La Voce del Vino Podcast
Wine Tales - CASCINA MELOGNIS

Una ragazza, truccata da clown, esprime con gli occhi e la postura plastica tutta la meraviglia di cui è capace l'essere umano. «E' la faccia che fanno i visitatori quando assaggiano il nostro vino», scherza Michele Fino.

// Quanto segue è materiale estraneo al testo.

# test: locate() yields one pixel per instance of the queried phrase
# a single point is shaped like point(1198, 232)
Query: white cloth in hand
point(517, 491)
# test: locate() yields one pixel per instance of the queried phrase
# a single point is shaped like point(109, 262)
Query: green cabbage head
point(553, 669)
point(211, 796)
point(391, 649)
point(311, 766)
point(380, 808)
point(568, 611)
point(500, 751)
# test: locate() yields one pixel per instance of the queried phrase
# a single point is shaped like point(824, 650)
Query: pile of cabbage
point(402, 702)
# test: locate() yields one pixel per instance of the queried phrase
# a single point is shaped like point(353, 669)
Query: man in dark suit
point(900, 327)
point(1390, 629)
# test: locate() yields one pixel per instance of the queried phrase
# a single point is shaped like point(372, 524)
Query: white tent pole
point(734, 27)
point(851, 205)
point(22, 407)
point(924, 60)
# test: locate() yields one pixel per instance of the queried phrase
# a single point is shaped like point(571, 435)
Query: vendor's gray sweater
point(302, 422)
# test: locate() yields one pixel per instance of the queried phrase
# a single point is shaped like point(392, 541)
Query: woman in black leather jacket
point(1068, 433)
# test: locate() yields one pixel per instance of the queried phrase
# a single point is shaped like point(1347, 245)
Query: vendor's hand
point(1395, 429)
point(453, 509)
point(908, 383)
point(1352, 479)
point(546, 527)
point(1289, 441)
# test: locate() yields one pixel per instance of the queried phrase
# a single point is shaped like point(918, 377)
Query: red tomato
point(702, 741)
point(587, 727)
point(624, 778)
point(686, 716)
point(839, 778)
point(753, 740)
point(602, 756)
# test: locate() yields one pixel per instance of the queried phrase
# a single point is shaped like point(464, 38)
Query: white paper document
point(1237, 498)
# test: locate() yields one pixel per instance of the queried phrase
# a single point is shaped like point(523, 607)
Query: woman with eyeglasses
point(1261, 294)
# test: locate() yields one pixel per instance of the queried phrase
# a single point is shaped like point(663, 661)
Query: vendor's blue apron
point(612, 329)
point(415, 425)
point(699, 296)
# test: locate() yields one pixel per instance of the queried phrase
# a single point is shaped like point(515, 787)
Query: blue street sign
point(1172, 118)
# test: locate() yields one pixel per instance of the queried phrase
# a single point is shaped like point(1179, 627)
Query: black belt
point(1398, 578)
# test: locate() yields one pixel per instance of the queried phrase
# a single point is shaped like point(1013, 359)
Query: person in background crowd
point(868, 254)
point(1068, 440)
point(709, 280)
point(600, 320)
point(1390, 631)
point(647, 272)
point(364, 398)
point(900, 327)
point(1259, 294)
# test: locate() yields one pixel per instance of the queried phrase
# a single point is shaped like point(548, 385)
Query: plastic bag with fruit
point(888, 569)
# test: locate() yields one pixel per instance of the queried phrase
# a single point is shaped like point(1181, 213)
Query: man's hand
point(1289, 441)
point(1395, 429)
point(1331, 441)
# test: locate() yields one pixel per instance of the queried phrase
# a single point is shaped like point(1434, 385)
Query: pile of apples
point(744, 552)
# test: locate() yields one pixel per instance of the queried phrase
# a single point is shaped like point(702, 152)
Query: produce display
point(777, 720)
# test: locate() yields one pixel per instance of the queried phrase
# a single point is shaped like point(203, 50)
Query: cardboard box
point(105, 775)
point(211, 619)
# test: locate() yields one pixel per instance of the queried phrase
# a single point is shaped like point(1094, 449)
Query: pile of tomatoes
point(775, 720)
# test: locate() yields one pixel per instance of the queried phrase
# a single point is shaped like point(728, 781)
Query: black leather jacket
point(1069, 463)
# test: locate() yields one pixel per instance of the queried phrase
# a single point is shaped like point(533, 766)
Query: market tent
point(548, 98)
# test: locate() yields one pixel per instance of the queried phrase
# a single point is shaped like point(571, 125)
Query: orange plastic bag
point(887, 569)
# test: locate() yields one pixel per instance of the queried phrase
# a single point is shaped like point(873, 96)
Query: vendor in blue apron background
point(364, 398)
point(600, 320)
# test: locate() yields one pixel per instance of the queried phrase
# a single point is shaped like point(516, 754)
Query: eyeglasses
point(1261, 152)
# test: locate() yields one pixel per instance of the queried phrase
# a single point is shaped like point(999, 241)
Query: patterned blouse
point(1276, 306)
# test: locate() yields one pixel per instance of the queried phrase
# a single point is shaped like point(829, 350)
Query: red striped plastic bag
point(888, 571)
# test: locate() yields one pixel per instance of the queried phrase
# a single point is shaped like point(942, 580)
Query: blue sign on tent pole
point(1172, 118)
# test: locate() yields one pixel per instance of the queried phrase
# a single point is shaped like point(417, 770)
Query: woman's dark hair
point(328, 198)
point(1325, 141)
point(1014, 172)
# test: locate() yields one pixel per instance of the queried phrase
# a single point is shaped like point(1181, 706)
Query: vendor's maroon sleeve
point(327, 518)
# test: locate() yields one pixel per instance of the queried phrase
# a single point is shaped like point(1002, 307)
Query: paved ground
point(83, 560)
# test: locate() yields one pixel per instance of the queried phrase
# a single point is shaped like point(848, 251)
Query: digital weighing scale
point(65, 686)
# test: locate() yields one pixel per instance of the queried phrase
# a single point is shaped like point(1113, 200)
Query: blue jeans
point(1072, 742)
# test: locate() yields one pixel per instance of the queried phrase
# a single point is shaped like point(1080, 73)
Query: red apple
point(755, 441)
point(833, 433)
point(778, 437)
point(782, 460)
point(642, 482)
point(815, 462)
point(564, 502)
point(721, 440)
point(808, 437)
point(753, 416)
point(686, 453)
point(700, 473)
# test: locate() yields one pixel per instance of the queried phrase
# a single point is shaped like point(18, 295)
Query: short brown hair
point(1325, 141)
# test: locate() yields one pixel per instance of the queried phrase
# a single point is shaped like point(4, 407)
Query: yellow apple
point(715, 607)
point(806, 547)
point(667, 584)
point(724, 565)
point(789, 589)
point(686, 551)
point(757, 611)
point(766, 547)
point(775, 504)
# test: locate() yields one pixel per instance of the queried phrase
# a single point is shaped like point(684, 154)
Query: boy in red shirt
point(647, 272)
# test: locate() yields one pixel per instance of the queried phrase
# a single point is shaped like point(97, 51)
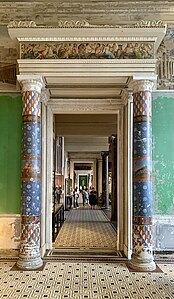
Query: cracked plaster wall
point(163, 169)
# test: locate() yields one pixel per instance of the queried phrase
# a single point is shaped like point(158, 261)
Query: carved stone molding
point(86, 24)
point(143, 24)
point(89, 50)
point(73, 24)
point(84, 105)
point(21, 24)
point(127, 96)
point(45, 96)
point(142, 85)
point(28, 83)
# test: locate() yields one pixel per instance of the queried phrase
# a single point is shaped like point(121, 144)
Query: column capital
point(45, 96)
point(31, 82)
point(112, 139)
point(105, 153)
point(142, 85)
point(127, 95)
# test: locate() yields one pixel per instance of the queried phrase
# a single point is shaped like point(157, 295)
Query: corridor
point(86, 233)
point(59, 280)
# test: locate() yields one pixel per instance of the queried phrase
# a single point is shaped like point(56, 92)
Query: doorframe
point(46, 220)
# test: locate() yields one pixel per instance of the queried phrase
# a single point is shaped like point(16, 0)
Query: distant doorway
point(83, 181)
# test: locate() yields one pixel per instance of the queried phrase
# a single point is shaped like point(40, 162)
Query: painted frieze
point(91, 50)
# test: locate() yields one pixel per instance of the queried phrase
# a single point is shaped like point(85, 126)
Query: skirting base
point(140, 264)
point(25, 263)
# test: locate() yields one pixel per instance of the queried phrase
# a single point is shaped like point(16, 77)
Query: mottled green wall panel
point(10, 153)
point(163, 152)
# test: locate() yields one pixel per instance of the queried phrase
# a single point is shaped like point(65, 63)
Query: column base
point(29, 263)
point(140, 264)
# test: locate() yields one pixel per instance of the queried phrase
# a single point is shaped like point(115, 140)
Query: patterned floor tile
point(85, 228)
point(86, 280)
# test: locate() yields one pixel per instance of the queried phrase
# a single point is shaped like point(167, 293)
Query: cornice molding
point(84, 105)
point(85, 24)
point(88, 38)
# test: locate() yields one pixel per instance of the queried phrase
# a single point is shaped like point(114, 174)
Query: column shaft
point(105, 192)
point(142, 177)
point(29, 257)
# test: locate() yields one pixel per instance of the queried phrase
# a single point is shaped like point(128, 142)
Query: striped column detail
point(142, 176)
point(29, 257)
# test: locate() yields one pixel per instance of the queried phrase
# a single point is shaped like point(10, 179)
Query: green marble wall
point(163, 152)
point(10, 153)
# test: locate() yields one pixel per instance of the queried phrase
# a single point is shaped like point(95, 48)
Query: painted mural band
point(30, 177)
point(91, 50)
point(142, 176)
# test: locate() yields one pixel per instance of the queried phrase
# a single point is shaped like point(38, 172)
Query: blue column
point(142, 257)
point(29, 257)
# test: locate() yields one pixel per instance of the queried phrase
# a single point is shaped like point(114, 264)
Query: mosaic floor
point(86, 280)
point(86, 228)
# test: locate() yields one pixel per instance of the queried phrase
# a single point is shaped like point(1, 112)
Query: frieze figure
point(87, 51)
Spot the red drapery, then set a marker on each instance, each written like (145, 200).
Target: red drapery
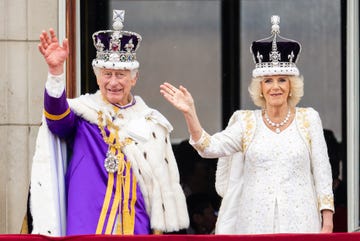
(259, 237)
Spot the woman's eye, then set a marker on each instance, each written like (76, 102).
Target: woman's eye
(267, 81)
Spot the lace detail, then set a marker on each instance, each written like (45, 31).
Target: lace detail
(203, 143)
(326, 202)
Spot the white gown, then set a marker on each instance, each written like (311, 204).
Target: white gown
(283, 184)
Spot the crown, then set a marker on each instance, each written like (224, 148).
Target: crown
(116, 49)
(275, 55)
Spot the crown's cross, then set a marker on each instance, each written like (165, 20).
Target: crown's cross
(259, 57)
(118, 18)
(129, 46)
(119, 15)
(291, 56)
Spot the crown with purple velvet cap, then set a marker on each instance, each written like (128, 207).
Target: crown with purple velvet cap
(116, 49)
(275, 55)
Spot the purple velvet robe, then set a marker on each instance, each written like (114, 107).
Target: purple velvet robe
(86, 178)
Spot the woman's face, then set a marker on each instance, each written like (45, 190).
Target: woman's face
(275, 90)
(115, 85)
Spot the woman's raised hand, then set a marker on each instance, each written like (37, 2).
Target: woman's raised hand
(54, 54)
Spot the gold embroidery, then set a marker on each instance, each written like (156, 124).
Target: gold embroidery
(56, 117)
(304, 124)
(248, 128)
(115, 162)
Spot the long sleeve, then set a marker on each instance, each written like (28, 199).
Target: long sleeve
(320, 163)
(59, 117)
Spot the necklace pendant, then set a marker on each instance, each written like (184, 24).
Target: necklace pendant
(111, 163)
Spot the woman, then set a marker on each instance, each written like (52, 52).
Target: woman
(273, 172)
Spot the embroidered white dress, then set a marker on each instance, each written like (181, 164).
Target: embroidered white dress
(283, 186)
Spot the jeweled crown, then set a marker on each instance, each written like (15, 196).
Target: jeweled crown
(116, 49)
(275, 55)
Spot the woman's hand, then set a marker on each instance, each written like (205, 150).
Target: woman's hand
(54, 54)
(180, 97)
(327, 221)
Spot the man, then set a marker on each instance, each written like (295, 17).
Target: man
(121, 176)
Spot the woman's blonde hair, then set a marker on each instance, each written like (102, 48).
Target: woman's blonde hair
(296, 90)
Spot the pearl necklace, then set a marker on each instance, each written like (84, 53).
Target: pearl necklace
(277, 125)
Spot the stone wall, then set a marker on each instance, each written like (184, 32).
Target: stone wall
(22, 76)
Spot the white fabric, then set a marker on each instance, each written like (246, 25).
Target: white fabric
(55, 85)
(280, 170)
(47, 190)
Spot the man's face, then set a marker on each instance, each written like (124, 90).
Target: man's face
(115, 85)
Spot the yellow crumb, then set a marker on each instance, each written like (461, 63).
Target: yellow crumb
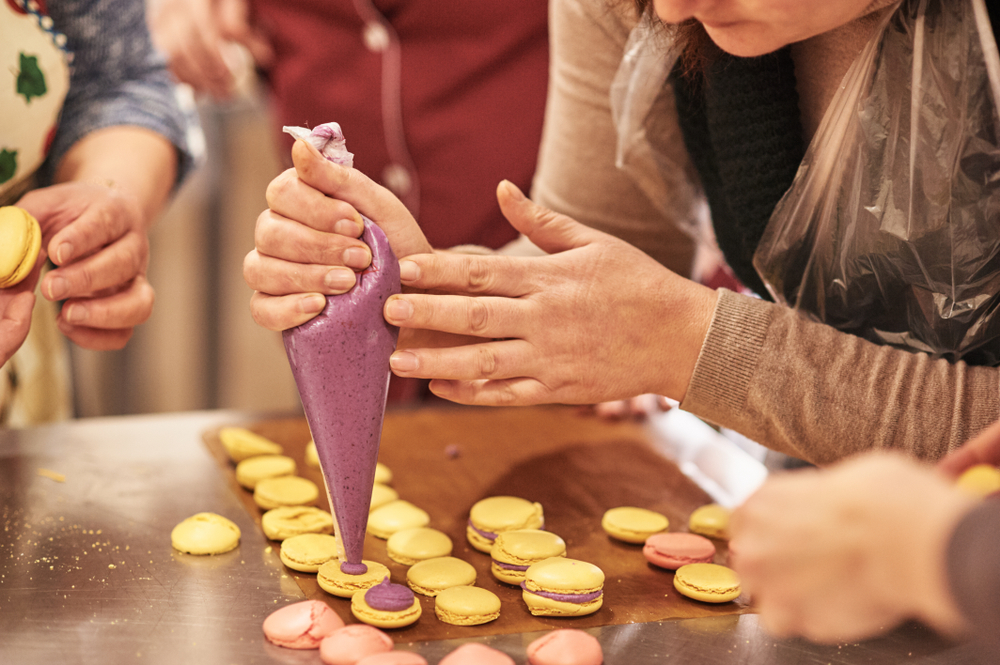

La ragazza-clown è un dipinto di grandi dimensioni e raffigura la fidanzata dell'artista, Silvio Porzionato.
«Quando ci chiedono che cosa significhi quel dipinto, che esponiamo in cantina, rispondiamo che vuol dire proprio questo: la sorpresa che i visitatori provano di fronte alla qualità decisamente inattesa dei vini delle colline saluzzesi».
Che poi è la missione vera e propria di Cascina Melognis: «In effetti sì, ci teniamo davvero a dimostrare l'eccellenza enologica prodotta nelle valli del Monviso».
E non mancano le conferme, come racconta Vanina Carta: «La genuinità del nostro prodotto è confermata da episodi anche divertenti. Come quella volta in cui dei turisti giapponesi, non esattamente esperti, di fronte alla prorompente fragranza dell'“Ardy” domandarono se in quel vino non ci fosse anche del succo di frutta!».